Un homme qui aimerait dormir

1. Maurice, simple directeur de banque affalé dans un fauteuil chez le conseiller et madame qui donnent une soirée. La demoiselle de la maison joue quelque chose au piano – sa chanson n’en finit pas. Le public baille en cachette au début, mais plus tard il ne se gêne plus. Notre héros en revanche s’endort pour de bon et se met à ronfler avec un bruit vraiment plus tenable. Un domestique apparaît et il conduit Maurice vers la sortie.

2. Le numéro de chant a fait un fort effet sur Maurice, il lui a transmis la maladie du sommeil. Lorsque le domestique lui enfile son pardessus, sa tête retombe sur le côté et il la range dans une des poches de son manteau.
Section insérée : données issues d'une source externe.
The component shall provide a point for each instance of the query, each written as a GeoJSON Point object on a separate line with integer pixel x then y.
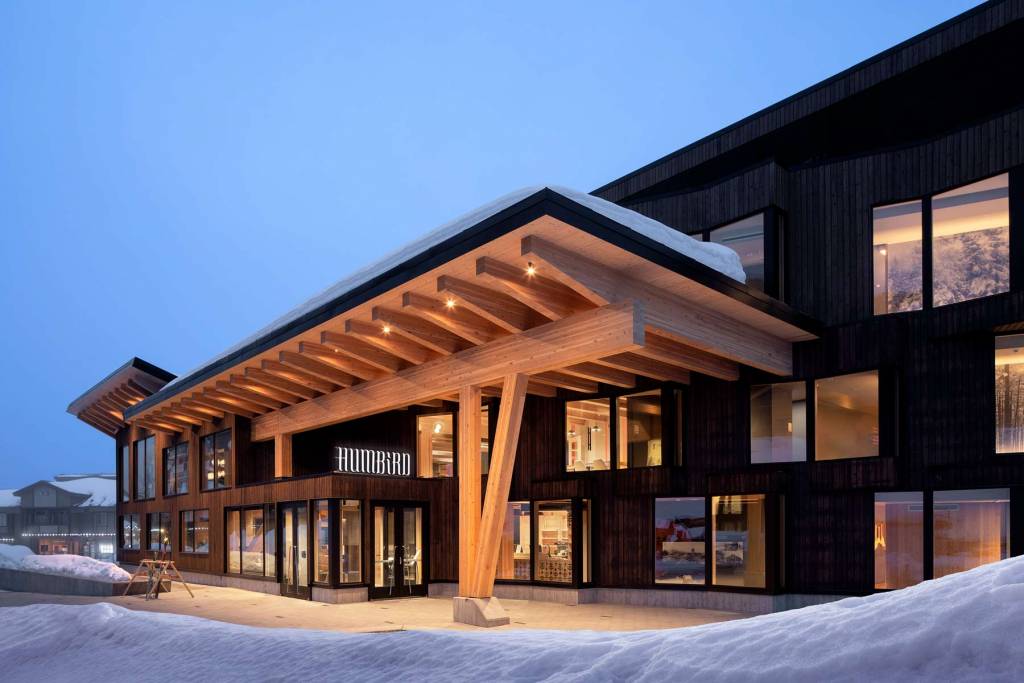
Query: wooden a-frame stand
{"type": "Point", "coordinates": [160, 567]}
Le domestique accompagne Maurice jusqu’à sa voiture. Maurice monte dans l’auto et s’endort. L’auto ramène Maurice à toute allure à la maison, elle grimpe les escaliers, elle avance jusqu’au lit, elle fait un quart de tour telle un brave cheval et elle jette Maurice dans son lit. Maurice est maintenant couché au lit et il dort, tandis que l’auto ronronne et se glisse sous le lit.

3. Dans la pièce voisine habitent des juristes qui sont justement d’humeur fêtarde. Maurice ne le supporte plus, il saute de colère, il se rend dans l’autre pièce et s’allonge sur le canapé. Au même moment le canapé se casse en deux.
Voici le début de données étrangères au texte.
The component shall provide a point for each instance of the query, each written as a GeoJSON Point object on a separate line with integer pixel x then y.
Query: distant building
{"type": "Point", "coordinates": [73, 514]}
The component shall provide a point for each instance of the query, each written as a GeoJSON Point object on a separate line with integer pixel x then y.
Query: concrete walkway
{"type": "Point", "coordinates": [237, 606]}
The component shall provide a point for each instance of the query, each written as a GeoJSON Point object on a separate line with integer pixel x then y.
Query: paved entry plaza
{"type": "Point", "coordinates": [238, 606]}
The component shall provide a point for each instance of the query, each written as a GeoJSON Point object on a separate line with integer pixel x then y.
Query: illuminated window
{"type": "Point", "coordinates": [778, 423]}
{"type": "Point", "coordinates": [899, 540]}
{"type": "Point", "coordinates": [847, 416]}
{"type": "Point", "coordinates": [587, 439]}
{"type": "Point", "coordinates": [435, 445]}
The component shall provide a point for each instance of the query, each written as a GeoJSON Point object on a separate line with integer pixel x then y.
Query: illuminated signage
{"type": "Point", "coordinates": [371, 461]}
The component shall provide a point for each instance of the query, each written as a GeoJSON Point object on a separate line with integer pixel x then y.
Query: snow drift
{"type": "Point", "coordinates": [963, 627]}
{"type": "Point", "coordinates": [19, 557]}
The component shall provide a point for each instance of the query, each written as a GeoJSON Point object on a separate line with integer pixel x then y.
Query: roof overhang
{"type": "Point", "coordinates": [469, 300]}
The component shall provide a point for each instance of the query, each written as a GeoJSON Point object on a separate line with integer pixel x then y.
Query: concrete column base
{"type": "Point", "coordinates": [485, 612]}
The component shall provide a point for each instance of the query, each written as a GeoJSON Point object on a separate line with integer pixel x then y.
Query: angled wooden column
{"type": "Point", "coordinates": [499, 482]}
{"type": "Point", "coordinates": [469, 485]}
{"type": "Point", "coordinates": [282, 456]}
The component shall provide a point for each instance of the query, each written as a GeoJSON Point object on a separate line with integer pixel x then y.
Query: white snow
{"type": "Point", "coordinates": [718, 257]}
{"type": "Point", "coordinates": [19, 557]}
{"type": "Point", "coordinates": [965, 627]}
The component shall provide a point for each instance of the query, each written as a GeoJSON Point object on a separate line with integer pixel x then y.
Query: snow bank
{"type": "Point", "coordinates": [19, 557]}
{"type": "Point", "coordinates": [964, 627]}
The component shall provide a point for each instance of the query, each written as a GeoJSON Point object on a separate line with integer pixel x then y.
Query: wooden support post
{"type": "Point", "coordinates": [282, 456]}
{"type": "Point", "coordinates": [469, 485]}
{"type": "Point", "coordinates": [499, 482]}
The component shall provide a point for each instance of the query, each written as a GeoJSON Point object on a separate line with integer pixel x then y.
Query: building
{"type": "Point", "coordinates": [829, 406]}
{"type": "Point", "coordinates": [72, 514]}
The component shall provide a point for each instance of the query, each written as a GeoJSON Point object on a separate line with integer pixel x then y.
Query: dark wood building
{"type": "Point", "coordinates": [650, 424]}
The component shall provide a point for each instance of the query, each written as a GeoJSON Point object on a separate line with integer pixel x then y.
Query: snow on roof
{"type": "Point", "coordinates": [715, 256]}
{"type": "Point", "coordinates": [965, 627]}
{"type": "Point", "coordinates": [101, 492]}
4. La salle de bains. Maurice s’allonge dans la baignoire. Il s’endort. Il remue dans son sommeil, il touche par hasard au robinet de la douche qui se met à fonctionner. Maurice se sauve de là.
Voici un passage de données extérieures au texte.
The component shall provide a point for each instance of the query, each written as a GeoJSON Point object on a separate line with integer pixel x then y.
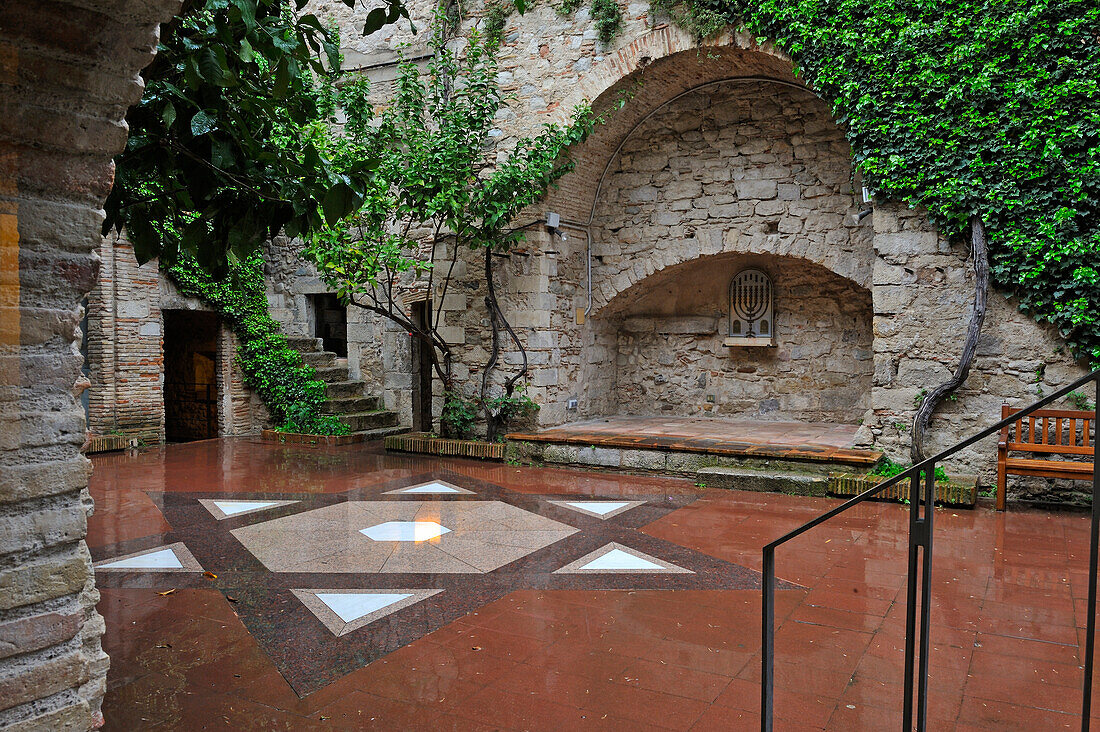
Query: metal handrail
{"type": "Point", "coordinates": [920, 545]}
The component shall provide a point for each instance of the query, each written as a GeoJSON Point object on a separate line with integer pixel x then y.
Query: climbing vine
{"type": "Point", "coordinates": [289, 389]}
{"type": "Point", "coordinates": [987, 108]}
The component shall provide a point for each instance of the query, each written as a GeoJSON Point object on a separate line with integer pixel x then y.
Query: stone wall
{"type": "Point", "coordinates": [923, 296]}
{"type": "Point", "coordinates": [671, 358]}
{"type": "Point", "coordinates": [67, 75]}
{"type": "Point", "coordinates": [124, 357]}
{"type": "Point", "coordinates": [125, 352]}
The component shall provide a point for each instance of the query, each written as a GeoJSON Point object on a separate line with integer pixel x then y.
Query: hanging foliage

5. La cuisine. Maurice se couche sur le fourneau et s’endort. Brusquement le fourneau se met en marche. Maurice commence à rôtir. Quand un côté est bien rôti, Maurice se retourne. La cuisine prend feu. Pompiers. Maurice  est réveillé par la lance à incendie. Très en colère, il va gifler le pompier qui l’a réveillé. Les pompiers jettent Maurice par la fenêtre.

6. La rue. Endormi, Maurice titube tout au long de la rue. Il s’assoit sur un banc, s’allonge, s’endort. Un couple d’amoureux. Ils ne le remarquent pas, ils s’assoient sur lui. Querelle. Gifles. Maurice rampe plus loin. Il se couche sur les rails du tramway.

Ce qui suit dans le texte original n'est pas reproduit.